Il gruppo, che si ritiene facesse capo a Stefano Sanna, sarebbe stato composto anche dalla madre Marinella Matta, dalla compagna Valentina Murgia, da Roberto Schirru e Giorgia Fadda.

Tra i destinatari della misura cautelare c’è anche Iolanda Giorgi, moglie di Domenico Giorgi (cl. ‘82): secondo gli inquirenti, “con la costante assistenza e consulenza dell’affarista sardo” Vincenzo Smimmo, anch’egli arrestato, sarebbe stato intestato fittiziamente un Bar-Caffetteria ad Alghero, di fatto riconducibile al cognato Giovanni Giorgi (cl. ‘72).
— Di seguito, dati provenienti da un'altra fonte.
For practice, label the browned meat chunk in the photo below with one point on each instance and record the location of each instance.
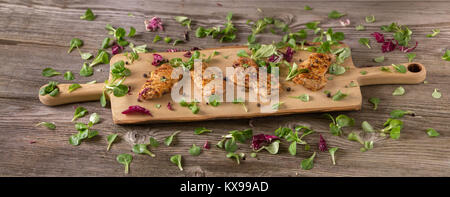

Le indagini in Sardegna sono state eseguite di concerto con i Carabinieri del Comando Provinciale di Sassari, co-delegati dalla Procura torinese.

IL POLIZIOTTO “DI FIDUCIA” DEI GIORGI

Eseguita anche una misura cautelare nei confronti di un appartenente alla Polizia Penitenziaria in servizio presso la Casa di CircondarialeLorusso e Cutugno” di Torino.

L’agente è ritenuto dagli investigatori una “figura di fiducia” dei Giorgi, oltre che acquirente di stupefacente dagli stessi. Il provvedimento a suo carico è stato eseguito con la collaborazione del Nic, il Nucleo Investigativo Centrale della Polizia Penitenziaria.

Le perquisizioni, ancora in atto, hanno permesso di ritrovare e sequestrare quattro pistole, due etti di cocaina, oltre 50 mila euro in contante e diversi beni preziosi.

Le risultanze emerse saranno oggetto di altri approfondimenti in coordinazione anche con la progettualità I-Can del Servizio per la Cooperazione Internazionale di Polizia la cui attività è specificatamente orientata al contrasto delle proiezioni all’estero della ‘Ndrangheta.